Light meter workflow advice (3 replies and 1 comment)
Hello Mr. Deakins, hope this week started well for you.
I would ask, it is possible, for some advice about the use of a light meter for checking the"right" exposure (mixed with your expert and trained eye)
I have been fascinated to read some old posts in this forum where you talk about your use of incident and spot meter.
Specifically, my curiosity goes to the way you search and find the "base" exposure to set your shot.
How do you establish the range of exposure across the frame and what are you looking for to find your "base/middle" exposure (of course in order to tell the story)?
Say that there is this three kind of scenario (there can be thousands of scenario of course):
1) A room with a single (or multiple but same wattage) "practical" lamp only.
In this case, do you search for the "mid-point" maybe with an incident reading near the wall where the practical lamps are, or do you take a spot reading to the practicals and let those overexpose like 2/3 stops?
2) A room with a big bright window in an office with overhead lights and practical on the desk in the middle of the room.
In this other case do you value an incident reading where the desk is or your "reference" is the brightest thing in the frame (like the big window)?
3) A bright sunny landscape with subjects.
In this case, do you read the sunlight with incident measurement or do you use a spot meter to the sky?
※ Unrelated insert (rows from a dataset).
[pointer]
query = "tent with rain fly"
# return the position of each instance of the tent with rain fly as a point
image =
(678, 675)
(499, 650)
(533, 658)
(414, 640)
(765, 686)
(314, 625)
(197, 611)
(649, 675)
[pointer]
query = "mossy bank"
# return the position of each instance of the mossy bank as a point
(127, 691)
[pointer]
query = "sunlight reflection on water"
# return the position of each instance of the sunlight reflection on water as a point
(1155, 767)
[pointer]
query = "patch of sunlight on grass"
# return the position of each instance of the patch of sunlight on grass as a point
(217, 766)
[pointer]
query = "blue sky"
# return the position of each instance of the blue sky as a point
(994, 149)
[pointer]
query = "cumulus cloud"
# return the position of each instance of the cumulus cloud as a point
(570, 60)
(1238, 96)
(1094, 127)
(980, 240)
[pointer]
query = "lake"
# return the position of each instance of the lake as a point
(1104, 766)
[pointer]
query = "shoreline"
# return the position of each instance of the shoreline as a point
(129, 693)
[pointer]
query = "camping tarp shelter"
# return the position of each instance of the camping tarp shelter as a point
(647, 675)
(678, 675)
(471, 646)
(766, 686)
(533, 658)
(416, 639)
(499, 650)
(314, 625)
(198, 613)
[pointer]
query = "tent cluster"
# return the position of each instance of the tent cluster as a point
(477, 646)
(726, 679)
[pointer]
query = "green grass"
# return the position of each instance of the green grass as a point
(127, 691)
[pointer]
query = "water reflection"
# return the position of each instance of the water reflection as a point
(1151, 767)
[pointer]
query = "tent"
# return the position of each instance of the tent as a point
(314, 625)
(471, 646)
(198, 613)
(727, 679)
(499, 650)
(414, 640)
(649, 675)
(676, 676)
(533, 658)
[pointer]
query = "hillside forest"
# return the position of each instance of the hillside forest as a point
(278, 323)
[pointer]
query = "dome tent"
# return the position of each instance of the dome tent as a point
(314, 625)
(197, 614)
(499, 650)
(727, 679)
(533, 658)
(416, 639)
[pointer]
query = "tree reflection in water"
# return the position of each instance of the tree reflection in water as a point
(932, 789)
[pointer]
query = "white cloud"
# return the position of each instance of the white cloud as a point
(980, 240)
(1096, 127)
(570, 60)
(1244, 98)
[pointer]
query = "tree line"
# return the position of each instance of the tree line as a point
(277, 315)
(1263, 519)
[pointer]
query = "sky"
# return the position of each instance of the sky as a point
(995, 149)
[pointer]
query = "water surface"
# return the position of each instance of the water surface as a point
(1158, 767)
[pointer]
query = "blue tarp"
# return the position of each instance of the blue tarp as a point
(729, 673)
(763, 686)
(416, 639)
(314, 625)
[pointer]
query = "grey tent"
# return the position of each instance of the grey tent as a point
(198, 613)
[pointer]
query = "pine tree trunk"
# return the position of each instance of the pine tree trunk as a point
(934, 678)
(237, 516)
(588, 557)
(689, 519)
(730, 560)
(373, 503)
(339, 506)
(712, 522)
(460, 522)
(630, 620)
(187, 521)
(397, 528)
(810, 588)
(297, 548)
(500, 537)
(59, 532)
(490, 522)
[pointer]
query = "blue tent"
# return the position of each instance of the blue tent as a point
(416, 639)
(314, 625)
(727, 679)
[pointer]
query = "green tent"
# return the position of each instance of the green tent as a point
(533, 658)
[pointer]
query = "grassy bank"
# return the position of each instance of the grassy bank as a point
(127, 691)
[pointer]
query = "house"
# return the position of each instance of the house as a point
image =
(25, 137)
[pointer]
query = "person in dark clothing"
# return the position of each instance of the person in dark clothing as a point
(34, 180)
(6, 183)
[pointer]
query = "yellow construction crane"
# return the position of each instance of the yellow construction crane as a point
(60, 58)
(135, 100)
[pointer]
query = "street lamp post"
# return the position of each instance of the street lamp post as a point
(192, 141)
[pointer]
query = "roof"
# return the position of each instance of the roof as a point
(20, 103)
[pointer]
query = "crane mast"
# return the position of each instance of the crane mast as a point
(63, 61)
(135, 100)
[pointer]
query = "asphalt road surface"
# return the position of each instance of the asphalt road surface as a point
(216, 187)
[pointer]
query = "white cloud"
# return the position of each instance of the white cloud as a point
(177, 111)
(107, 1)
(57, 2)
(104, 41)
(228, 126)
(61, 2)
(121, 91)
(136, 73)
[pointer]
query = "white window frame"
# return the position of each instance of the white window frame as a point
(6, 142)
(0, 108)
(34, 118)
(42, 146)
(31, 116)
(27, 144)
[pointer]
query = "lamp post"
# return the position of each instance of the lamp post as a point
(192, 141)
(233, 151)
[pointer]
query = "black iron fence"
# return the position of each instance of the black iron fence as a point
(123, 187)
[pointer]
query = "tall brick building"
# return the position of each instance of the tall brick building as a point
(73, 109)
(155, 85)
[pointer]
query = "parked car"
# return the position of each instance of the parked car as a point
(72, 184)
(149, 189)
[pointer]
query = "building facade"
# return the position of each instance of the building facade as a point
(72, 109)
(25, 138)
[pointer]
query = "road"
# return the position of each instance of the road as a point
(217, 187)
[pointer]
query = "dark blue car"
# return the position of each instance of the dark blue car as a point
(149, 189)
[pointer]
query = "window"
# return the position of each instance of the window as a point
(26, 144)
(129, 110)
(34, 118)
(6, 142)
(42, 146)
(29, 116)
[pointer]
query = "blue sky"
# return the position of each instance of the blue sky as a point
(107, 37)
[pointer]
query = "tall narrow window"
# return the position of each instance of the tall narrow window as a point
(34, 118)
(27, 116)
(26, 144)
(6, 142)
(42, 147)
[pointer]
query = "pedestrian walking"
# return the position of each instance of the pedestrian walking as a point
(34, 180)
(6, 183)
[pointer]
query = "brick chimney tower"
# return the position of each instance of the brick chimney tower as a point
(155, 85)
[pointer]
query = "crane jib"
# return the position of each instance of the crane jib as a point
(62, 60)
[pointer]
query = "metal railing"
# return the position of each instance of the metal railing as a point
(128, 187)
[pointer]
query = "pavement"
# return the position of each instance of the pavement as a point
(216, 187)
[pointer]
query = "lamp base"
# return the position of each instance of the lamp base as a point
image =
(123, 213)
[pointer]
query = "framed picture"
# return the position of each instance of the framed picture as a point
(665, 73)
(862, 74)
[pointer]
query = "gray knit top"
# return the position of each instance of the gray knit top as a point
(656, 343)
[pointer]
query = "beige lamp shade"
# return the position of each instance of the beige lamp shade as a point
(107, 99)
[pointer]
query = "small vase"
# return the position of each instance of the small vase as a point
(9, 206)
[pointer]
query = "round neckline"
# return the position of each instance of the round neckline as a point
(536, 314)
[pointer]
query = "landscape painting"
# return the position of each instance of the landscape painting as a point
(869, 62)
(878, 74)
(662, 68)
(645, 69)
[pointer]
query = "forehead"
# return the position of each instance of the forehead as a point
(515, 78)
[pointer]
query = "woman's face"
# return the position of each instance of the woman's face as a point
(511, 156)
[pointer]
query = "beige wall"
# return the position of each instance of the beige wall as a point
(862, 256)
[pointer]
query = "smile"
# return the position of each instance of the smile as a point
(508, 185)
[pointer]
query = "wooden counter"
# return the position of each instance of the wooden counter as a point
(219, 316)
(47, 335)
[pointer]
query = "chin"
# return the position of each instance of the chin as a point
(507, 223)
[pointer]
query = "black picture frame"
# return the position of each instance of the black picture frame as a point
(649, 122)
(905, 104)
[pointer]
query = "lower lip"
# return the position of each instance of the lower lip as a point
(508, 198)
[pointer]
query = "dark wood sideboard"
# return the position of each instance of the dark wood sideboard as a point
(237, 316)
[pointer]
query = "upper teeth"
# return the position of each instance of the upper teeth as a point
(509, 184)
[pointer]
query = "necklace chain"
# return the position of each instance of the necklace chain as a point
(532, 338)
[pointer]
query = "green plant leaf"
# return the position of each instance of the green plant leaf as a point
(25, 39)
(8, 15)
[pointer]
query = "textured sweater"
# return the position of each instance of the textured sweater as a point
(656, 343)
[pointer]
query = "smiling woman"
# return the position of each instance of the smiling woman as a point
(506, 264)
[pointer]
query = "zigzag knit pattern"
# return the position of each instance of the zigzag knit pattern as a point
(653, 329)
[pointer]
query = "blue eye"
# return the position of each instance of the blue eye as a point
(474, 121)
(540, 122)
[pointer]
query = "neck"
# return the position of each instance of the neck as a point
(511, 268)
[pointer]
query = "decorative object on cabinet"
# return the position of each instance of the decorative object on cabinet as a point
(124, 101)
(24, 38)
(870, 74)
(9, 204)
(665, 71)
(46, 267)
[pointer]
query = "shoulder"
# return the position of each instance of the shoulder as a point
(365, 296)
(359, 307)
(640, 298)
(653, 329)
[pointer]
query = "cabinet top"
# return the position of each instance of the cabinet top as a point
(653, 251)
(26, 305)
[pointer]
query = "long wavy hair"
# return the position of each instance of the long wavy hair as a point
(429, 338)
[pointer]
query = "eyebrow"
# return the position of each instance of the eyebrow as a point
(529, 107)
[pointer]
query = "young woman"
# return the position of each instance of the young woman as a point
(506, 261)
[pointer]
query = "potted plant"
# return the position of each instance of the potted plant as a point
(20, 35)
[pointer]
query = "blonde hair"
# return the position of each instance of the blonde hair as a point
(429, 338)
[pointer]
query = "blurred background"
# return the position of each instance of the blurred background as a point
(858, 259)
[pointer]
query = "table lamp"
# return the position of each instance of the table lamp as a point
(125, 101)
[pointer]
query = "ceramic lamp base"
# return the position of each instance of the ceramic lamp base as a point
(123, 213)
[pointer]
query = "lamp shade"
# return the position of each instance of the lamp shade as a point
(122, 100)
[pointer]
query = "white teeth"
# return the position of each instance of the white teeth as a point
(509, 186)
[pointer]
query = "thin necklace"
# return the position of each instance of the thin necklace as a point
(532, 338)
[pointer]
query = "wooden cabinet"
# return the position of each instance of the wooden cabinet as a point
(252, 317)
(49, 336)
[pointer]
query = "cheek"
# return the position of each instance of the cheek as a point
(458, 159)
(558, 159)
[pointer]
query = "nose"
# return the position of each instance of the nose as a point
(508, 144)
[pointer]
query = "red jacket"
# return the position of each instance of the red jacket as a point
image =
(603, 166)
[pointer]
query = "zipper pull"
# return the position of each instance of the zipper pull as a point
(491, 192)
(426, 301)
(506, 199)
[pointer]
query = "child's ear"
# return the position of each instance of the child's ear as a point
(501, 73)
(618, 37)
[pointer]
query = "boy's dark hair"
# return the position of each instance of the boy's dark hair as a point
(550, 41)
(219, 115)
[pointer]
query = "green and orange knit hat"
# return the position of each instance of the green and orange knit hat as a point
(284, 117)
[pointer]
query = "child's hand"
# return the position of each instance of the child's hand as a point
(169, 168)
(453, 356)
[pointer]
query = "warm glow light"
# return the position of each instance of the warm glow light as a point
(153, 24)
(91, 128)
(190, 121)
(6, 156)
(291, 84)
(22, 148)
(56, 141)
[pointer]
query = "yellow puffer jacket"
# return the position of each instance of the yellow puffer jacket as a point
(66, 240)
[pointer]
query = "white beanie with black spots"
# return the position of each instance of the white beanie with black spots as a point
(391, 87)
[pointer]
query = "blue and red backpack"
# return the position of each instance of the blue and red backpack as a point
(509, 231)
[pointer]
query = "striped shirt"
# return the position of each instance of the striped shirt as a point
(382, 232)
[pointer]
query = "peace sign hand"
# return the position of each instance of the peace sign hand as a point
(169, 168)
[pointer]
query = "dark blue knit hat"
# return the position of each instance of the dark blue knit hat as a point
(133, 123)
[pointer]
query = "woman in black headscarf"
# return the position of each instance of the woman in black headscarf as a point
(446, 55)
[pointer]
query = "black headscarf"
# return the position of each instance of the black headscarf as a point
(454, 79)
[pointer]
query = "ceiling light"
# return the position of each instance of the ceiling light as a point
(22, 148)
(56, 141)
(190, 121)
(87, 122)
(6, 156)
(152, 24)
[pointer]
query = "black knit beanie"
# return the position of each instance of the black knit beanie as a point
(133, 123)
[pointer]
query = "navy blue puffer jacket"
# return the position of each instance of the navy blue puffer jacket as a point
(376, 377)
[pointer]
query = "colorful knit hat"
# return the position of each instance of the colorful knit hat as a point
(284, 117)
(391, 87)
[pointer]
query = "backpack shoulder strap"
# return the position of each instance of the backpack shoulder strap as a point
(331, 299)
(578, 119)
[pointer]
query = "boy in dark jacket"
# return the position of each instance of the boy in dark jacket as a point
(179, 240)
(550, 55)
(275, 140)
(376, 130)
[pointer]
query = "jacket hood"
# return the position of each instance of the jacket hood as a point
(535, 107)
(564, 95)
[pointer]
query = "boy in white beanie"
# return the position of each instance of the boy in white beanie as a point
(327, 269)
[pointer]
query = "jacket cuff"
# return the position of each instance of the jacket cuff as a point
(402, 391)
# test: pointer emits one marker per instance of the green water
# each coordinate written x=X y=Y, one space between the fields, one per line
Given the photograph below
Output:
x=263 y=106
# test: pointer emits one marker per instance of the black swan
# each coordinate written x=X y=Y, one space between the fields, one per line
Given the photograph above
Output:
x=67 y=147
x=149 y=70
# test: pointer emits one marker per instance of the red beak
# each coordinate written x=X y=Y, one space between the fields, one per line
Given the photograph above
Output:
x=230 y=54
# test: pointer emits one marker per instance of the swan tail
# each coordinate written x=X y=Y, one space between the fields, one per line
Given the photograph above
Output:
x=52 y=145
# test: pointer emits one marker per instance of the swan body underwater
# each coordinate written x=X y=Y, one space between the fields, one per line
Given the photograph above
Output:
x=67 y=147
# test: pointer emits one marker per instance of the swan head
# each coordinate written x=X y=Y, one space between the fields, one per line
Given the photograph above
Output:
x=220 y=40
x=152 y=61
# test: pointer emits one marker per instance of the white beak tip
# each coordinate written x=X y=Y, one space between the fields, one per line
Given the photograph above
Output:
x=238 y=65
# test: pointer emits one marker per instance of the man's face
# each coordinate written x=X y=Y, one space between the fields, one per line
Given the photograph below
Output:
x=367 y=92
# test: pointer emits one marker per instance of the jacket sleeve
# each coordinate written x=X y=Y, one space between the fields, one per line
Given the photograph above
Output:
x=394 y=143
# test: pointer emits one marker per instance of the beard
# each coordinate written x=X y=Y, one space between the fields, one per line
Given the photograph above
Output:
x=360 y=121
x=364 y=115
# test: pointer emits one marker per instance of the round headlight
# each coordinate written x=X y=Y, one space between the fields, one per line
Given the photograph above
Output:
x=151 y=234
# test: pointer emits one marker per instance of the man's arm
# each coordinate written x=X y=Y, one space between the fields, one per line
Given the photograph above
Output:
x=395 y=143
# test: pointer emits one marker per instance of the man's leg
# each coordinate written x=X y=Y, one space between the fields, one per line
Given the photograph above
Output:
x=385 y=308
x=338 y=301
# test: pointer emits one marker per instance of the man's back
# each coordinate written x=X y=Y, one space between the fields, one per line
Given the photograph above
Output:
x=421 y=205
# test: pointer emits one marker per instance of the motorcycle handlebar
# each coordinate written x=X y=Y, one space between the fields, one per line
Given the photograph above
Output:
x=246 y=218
I could think that this is related to sun position, if it is in the frame may work better a spot measurement (but probably I'm wrong).
I attach some of your shots to describe the examples and try to understand why (and hope how) you choose that specific point to let the light fall off or blown out starting from that measurement.
I hope I' haven't been boring with my curiosity, maybe sometimes thinking too much about the technical side can be self-defeating but I was fascinated with your workflow that stays the same over the years (today also with the support of calibrated monitor) and works fantastically!
So many pieces of information over the internet confuse me, better try to learn a solid method from a master like you.
Of course, I want to thank you in advance for your time and availability.
Firstly, I don't remember taking a spot reading on any of those shots bar one. For the shot in the office, which was a stage set, I did take a spot reading of the Translite backing to check where it fell relative to my camera exposure. In this instance I wanted it to be bright but I did want to lose detail. For all the other references, and as a general rule of thumb, I will take an incident reading where I consider I want to set my mid exposure, or what I will set on the lens. The landscape is exposed to be a little over in the sun and under in the shade and I asses the interiors in a similar way. The light from a lamp will over exposed an object close by whilst something far away will be underexposed, so I judge where I take my exposure within that range, hopefully, without stretching the limit at either end.
Thank you very much for your time and your answer Mr. Deakins! I will practice this concept as soon as possible to learn (I hope) how to judge and find the point where my middle exposure (that I've selected on the lens for that scene) is.
Thank you again Mr. Deakins, have a nice day.
Thank you so much Roger for helping us. On this scene where it is for you the middle gray?
I think a mid exposure would be on the cabinet behind Judy's hand. The highlight from the lamp would be a stop or more over and black is black.